Improving the limitations of prosthetic limbs

“We are literally working at the interface between humans and machines. The technology behind prosthetics for upper limbs has come on in leaps and bounds over the past decades,” explained Dr Claudio Castellini, professor of medical robotics at the University of Erlangen-Nuremberg. 

Dr Castellini heads the Assistive Intelligent Robotics lab at the university. The lab focuses on creating assistive robotics for the upper and lower limbs as well as functional electrostimulation. Dr Castellini’s team focuses specifically on the bio signal processing of sensor modalities and methods of machine learning for intent detection.  

By using surface electromyography, skin electrodes at the remaining end of the limb can detect the slightest muscle movements. These bio signals are then converted and transferred to the prosthetic limb as electrical impulses. 

“The wearer controls their artificial hand themselves using the stump. Methods taken from pattern recognition and interactive machine learning also allow people to teach their prosthetic their own individual needs when making a gesture or a movement,” said Dr Castellini.  

Many people still prefer non-robotic limbs 

Advanced robotic prosthetics have not yet reached their full potential in terms of comfort, function and control. For this reason, many people with missing limbs still prefer to use purely cosmetic prosthetics with no additional functions. 

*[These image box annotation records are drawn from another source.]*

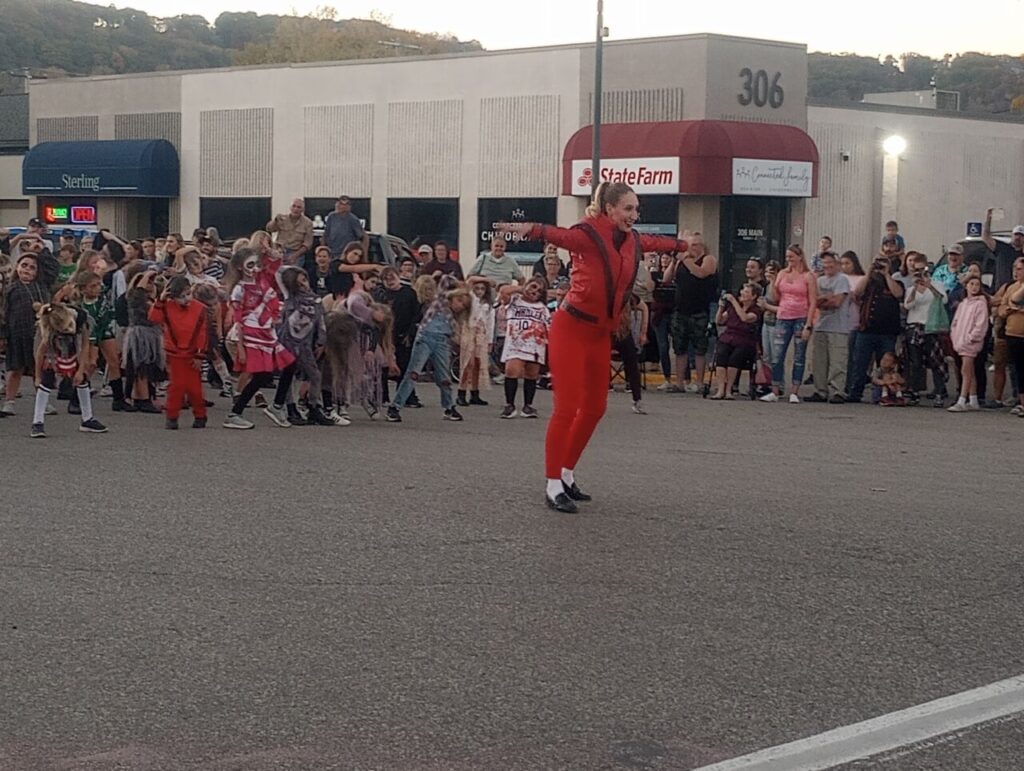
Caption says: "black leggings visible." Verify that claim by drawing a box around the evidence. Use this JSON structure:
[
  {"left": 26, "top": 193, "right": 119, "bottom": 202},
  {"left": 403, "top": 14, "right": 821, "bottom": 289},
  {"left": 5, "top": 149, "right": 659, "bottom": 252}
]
[
  {"left": 612, "top": 336, "right": 642, "bottom": 401},
  {"left": 273, "top": 361, "right": 299, "bottom": 406},
  {"left": 1007, "top": 335, "right": 1024, "bottom": 393},
  {"left": 231, "top": 370, "right": 272, "bottom": 415}
]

A new EU Horizon project, ‘AI-Powered Manipulation System for Advanced Robotic Service, Manufacturing and Prosthetics’, is concentrating on how new prosthetic limbs can interact with their environment more effectively and complete more specific functions. 

Researchers at the University of Erlangen-Nuremberg are focusing particularly on how to improve the control of both real and virtual upper limb prosthetics, this is known as intent detection. Dr Castellini and the team will be analysing and recording human bio signals to help them design innovative algorithms for machine learning aimed at detecting the individual movement patterns of individuals. 

The researchers studied people both with and without physical disabilities in order validate their results. Furthermore, the university is leading “shared autonomy between humans and robots” section of the EU project, aimed at checking the safety of results. 

“We are exploiting the potential offered by intent detection to control assistive and rehabilitative robotics. This covers wearable robots worn on the body such as prosthetics and exoskeletons, but also robot arms and simulations using virtual reality,” said Dr Castellini.